Pour palier à ce grand désavantage, les Normands encouragent les clercs à diffuser ce qui est déjà la légende d’Arthur (nom romain pour Artorius), et plus particulièrement le mythe de sa dormition et de son retour prochain, dans le but de s’allier les Gallois et de défaire les Anglo-Saxons.
La création du mythe :
Dans un premier temps donc, la légende raconte qu’Arthur n’est pas mort. Grièvement blessé lors de la bataille de Camlann, il a été transporté par sa soeur, la fée Morgane, jusqu’à l’île d’Avalon, où il est soigné, attendant de pouvoir revenir prendre la tête de son peuple : c’ est l’espoir breton.
Mais Henri II (1133-1189) va finalement confisquer la légende d’Arthur, en se présentant comme son héritier légitime, et mettre un terme à l’espoir breton. A des fins de propagande, il demande une mise en langue romane de l’Historia Regum Britanniae, commandée en 1138 par son père, dans le même but, à Geoffroy de Monmouth.

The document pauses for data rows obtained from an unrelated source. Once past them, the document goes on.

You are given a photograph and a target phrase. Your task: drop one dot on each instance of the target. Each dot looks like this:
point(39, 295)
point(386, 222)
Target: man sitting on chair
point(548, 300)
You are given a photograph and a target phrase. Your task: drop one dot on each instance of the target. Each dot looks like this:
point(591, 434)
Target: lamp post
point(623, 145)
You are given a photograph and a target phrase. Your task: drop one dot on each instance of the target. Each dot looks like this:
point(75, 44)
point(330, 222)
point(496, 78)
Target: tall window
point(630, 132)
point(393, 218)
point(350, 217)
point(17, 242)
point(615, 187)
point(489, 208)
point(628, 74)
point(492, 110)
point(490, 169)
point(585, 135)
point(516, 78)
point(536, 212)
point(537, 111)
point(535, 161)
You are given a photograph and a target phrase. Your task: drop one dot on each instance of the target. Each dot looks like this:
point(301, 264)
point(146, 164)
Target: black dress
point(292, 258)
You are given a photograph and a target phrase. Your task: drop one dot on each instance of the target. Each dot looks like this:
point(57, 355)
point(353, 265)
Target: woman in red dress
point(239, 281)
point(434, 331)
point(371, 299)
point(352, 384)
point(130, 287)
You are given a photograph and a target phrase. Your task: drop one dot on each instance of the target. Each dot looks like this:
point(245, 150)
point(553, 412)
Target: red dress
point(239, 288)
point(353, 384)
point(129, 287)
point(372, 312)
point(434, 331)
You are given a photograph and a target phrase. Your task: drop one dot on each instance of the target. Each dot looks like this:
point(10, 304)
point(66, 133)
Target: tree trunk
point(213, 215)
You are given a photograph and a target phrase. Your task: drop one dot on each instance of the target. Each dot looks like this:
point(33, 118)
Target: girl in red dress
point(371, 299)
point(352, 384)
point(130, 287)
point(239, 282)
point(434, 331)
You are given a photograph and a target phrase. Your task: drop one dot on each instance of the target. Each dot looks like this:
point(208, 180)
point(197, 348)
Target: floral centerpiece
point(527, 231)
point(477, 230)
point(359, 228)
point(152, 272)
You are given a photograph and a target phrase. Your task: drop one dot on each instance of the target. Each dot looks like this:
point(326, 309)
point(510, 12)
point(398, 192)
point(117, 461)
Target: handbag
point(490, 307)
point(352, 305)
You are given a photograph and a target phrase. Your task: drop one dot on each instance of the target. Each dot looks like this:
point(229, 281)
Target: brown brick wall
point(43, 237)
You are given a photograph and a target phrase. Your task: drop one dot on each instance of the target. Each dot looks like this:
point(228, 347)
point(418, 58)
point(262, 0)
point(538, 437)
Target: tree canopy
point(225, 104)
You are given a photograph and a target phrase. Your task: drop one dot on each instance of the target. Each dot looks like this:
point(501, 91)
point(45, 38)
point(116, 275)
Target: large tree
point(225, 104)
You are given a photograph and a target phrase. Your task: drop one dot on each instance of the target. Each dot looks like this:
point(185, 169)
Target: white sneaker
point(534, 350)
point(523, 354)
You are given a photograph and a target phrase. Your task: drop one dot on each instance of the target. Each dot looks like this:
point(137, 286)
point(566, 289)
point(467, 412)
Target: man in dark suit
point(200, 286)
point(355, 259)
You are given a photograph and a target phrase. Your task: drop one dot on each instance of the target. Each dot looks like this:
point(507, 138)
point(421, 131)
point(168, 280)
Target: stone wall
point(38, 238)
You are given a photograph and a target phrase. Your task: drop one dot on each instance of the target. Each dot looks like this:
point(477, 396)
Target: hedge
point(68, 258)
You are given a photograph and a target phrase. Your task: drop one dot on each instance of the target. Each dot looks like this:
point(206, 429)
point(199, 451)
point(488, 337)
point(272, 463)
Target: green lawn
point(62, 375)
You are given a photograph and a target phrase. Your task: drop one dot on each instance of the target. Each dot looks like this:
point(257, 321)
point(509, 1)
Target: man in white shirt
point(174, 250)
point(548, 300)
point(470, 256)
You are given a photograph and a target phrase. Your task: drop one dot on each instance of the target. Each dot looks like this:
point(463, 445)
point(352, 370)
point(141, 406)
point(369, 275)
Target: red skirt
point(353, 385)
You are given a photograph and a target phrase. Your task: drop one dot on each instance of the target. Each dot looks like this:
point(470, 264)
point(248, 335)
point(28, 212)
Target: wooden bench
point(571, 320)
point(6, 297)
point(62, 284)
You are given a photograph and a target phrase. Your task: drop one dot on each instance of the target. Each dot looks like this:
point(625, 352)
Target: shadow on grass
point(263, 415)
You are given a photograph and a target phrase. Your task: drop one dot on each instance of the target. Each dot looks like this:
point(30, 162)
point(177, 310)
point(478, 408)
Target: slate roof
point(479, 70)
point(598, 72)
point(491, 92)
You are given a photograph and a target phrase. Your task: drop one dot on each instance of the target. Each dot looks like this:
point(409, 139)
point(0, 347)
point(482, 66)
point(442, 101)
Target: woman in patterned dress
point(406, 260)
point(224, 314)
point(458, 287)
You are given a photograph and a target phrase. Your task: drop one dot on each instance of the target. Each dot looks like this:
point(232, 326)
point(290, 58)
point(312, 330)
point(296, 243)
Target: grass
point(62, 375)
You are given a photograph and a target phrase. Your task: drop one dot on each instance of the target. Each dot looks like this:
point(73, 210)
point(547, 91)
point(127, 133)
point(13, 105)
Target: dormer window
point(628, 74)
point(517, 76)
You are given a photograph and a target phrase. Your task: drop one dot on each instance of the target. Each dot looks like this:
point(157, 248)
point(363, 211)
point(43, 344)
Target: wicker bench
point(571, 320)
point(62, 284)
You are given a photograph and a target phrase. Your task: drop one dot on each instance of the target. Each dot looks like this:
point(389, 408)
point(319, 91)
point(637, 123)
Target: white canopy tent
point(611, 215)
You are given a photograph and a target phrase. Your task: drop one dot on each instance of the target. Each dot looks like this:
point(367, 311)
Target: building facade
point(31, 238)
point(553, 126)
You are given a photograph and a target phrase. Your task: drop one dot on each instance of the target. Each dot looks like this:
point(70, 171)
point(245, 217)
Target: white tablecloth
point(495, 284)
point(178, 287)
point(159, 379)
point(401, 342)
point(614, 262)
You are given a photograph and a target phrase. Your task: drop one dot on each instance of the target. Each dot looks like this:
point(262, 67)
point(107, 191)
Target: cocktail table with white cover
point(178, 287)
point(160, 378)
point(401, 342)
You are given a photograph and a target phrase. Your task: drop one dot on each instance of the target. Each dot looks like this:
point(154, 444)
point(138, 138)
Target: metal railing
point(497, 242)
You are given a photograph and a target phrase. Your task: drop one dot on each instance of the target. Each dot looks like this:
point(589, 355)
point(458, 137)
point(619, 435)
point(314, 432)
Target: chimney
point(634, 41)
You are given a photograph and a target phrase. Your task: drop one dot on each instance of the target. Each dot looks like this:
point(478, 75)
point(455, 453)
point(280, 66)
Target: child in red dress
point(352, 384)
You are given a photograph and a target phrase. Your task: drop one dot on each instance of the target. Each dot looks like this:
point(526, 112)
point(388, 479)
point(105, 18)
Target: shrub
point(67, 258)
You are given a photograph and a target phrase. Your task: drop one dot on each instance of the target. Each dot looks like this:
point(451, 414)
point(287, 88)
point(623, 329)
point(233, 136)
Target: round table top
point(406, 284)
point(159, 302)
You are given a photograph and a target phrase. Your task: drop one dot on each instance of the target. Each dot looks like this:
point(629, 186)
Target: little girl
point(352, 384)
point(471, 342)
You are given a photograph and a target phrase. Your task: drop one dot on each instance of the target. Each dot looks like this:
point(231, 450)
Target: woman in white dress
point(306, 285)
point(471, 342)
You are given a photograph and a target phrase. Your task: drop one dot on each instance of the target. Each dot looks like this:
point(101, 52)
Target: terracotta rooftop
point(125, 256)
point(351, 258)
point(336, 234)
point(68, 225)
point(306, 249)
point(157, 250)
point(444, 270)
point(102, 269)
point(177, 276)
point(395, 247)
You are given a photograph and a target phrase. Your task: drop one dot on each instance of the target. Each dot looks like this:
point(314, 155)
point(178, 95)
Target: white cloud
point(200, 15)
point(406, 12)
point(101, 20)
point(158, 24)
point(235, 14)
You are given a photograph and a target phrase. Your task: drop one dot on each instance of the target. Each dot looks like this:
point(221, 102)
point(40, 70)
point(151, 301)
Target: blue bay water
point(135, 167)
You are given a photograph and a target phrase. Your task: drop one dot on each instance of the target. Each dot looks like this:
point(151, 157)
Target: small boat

Le roi, à l’intérieur de son royaume, a besoin de l’appui des Bretons contre les Saxons qui acceptent mal la domination normande. Mais les Bretons ne sont pas prêts à se rallier à la bannière des Plantagenêt à cause de l’espoir breton.
Le roman, en trois parties, se termine avec la description du règne d’Arthur : son accession au trône, son mariage, la création de la Table Ronde, jusqu’à la mort du souverain.
Finalement on découvre, en 1191, les tombes (et les squelettes) d’ Arthur et Guenièvre dans le cimetière de l’abbaye. Quand à l’île d’Avalon, elle est identifié à l’abbaye de Glastonbury. Cela met un terme à l’espoir breton.
L’extension du mythe :
Vers 1100, la légende est tellement présente et forte que les bardes y greffent mythes folkloriques, particularités géographiques, traditions chrétiennes et petit héros locaux postérieurs (Yvain par exemple), …
En deux ou trois siècles donc, Arthur est devenu le pivot autour duquel gravite tout un système d’histoires indépendantes à l’origine, et cet ensemble finit par former un vaste et riche réservoir, un mythe immense et inépuisable.
C’est Robert Wace, dans son Roman de Brut, en 1155, qui donne la coloration courtoise au mythe. Arthur devient le monarque idéal, un modèle d’humanité, de vaillance, de générosité et de délicatesse. C’est lui aussi qui, le premier, mentionne la Table Ronde, symbole politique de la société courtoise.
La légende arthurienne est, dès la fin du onzième siècle, diffusée à travers toute l’Europe, et même au-delà, par les conteurs professionnels qui accompagnent les armées partant pour la Terre Sainte à l’occasion des deux premières croisades.